Его приятель, сутулый маленький человечек, откликавшийся на «Игорек», с редкими пучками сизых волос, прокопченным лицом, покрытым сеткой морщин, и с озорными ребячьими глазами, вертел по сторонам головой, то расстегивая, то застегивая молнию на вылинявшем синем спортивном костюме. Будто пытаясь понять – жарко ему или холодно. Почему его звали «Игорек», никто не знал, ведь в давно потерянном паспорте значилось совсем другое – Феклистов Леонид Игоревич, 1948 года рождения. Вероятнее всего, эти данные он и сам давно забыл.

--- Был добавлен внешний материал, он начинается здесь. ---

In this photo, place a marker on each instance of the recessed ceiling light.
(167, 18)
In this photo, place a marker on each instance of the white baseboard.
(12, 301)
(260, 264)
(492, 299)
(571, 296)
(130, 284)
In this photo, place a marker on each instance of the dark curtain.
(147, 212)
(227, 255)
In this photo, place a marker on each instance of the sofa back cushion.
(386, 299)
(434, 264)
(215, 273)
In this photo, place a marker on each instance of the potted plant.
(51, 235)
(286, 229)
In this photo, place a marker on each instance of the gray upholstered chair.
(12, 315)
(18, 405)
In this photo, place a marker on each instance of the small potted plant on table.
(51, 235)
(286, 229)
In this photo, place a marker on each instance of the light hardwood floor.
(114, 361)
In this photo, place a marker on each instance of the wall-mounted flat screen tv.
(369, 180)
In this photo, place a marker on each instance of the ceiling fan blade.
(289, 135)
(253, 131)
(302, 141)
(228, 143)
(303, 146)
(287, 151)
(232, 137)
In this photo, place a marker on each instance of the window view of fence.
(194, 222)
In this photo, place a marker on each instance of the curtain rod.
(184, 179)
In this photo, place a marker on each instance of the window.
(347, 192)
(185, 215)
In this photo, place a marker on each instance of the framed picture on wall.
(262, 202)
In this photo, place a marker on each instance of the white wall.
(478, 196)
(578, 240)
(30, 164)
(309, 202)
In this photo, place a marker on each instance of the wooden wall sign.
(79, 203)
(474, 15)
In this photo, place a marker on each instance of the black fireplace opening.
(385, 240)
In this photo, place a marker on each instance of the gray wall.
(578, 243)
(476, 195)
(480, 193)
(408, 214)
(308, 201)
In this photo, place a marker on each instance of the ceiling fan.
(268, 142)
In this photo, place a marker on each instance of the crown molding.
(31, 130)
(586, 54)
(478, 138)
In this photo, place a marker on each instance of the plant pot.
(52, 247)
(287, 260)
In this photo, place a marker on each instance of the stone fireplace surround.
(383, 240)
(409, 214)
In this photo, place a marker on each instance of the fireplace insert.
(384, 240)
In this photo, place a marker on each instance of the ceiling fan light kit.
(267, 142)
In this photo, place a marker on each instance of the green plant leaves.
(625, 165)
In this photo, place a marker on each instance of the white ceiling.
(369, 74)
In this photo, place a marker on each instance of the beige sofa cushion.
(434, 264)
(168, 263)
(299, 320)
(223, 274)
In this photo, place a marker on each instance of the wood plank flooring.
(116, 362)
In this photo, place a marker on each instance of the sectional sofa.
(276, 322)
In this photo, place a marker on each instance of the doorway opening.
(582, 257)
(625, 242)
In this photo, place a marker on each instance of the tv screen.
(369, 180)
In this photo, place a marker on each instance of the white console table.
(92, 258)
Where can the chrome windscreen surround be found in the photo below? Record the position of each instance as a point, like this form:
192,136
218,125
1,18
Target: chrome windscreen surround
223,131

Изредка он заглядывал в лицо медитирующего Михалыча и, не находя в нем признаков жизни, прикладывался к мутной пластиковой бутылке с прозрачной жидкостью.

Зыркнув на Михалыча в очередной раз, Игорек допил остатки, швырнул бутылку вниз, проследил за ее полетом, достал сигарету и крякнул:

– Михалыч! – и подкрепил обращение хлопком по плечу. – Э, Михалыч, слышь?!

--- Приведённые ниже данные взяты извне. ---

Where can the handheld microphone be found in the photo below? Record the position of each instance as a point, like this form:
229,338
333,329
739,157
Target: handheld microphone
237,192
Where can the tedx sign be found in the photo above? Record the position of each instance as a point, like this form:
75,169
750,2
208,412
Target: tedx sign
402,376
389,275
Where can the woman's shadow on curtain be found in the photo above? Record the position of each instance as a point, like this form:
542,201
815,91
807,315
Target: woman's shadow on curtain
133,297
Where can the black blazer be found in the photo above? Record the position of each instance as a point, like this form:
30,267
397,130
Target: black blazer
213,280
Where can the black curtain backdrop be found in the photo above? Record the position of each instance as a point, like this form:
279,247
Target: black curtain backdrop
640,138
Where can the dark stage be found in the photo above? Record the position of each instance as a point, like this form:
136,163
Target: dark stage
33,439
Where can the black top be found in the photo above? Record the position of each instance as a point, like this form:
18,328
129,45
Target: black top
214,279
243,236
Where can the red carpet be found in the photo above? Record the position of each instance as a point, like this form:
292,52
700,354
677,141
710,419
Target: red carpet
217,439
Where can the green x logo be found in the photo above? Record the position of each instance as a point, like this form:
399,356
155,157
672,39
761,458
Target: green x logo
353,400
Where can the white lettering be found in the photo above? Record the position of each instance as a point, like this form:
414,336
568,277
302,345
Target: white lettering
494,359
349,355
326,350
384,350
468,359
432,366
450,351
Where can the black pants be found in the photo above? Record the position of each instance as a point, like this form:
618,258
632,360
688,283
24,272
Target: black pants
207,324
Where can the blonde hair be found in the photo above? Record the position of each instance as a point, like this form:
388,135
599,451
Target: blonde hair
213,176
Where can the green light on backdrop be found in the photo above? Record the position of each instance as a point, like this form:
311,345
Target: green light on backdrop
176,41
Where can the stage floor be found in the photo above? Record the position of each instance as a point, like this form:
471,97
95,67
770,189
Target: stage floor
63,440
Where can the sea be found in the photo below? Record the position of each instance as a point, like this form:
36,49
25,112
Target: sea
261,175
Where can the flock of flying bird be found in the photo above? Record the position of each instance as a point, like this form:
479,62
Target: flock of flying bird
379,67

– Чего ты орешь-то? – нехотя отозвался Михалыч.

– А чё ты залип? Сидишь, уставился в одну точку. Я думал, ты…

– Что?

– Ну, не знаю что… умер, например.

– Лучше бы умер! – сплюнул прямо перед собой Михалыч. – Я на звезды смотрю… падающие.

– Нафига?

– Две звезды уже упало. Красиво. Дай сигарету, а?

– У меня две штуки осталось.

– Давай одну на двоих?

– Ну на! – Игорек нехотя достал из кармана мятую сигарету.

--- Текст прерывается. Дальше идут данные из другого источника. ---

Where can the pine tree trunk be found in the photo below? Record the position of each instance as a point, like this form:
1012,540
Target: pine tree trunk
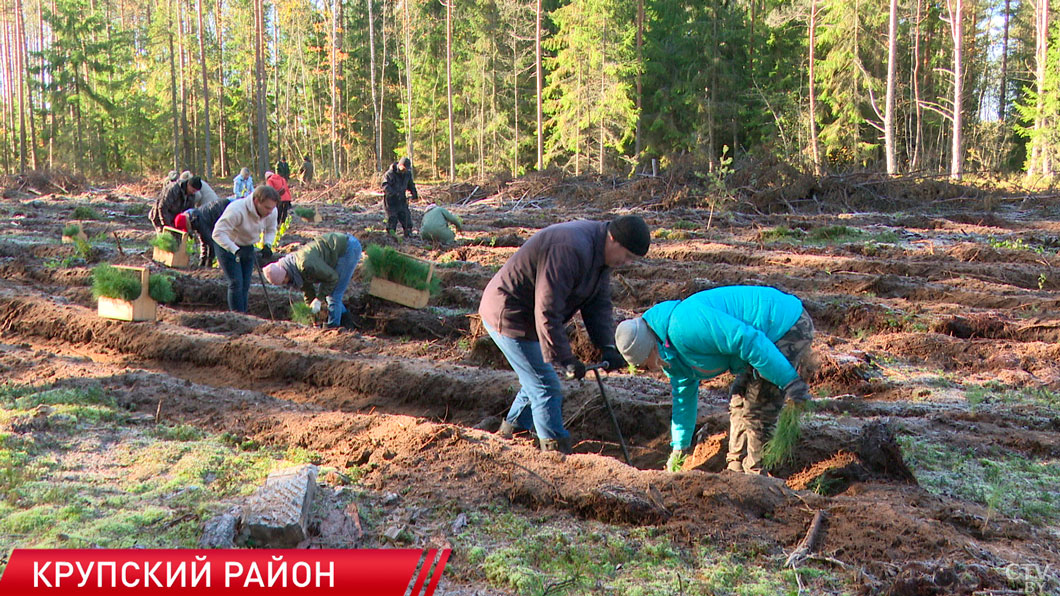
376,133
640,63
957,32
334,86
20,72
221,89
815,147
173,98
918,110
448,84
6,115
207,160
1039,156
29,91
537,66
261,87
408,71
888,119
1003,88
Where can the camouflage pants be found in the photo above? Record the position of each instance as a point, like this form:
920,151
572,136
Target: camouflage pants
753,415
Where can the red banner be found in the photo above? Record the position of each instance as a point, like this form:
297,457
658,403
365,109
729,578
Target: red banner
91,572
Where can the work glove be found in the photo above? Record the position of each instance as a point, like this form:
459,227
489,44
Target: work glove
797,391
676,460
739,386
575,370
614,358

– Я говорю, – затянулся Михалыч, – звезды эти, которые упали. Красивые.

– Ну.

– Вообще-то все звезды падающие красивые.

– Ну.

– Чего ты заладил, «ну, ну», я тебе лошадь, что ли?

– А чего ты ко мне пристал со своими звездами? Я тебе чё, планетарий?

– Гы-гы-гы… пролетарий ты, а не планетарий.

– Какой же я пролетарий, дурак ты стоеросовый, гы-гы-гы! Пролетарии работают, а я на вокзале побираюсь.

– Ну, был пролетарием, наверное.

– Был, – тряхнул остатками волос Игорек.

– Помню, в детстве мать нас с братом на лето к бабке в деревню отправляла. Мы как завалимся в сено вечером. Тепло, трещат эти… как их? Светлячки, кажись. Лежим, в небо пялимся, падающие звезды считаем. Хлеб черный жуем. Лучок там, помидорчики…

– …Водочку, – услужливо подсказал Игорек.

– Какую еще водочку? – огрызнулся Михалыч, – я ж тебе говорю, в детстве!

– А… я не понял, – развел руками Игорек. – Говорят, на третью падающую звезду можно желание загадывать. У меня, правда, никогда не сбывалось.

– Ты, небось, только водку и загадывал, – осклабился Михалыч.

– Почему сразу водку? Велосипед там… или чтобы с девчонкой познакомиться… или…

– Вот я и жду. Пока чего-то не упала.

– И чего ты загадаешь? Все равно ведь не сбудется.

– Может, в этот раз сбудется. Ну, пожрать нормально на этой неделе. Чтобы Вартан со стройки опять взял цемент разгружать. И еще, – Михалыч утер нос рукавом, – чтобы ментам не попадаться, и этим, козлам… бичам вокзальным.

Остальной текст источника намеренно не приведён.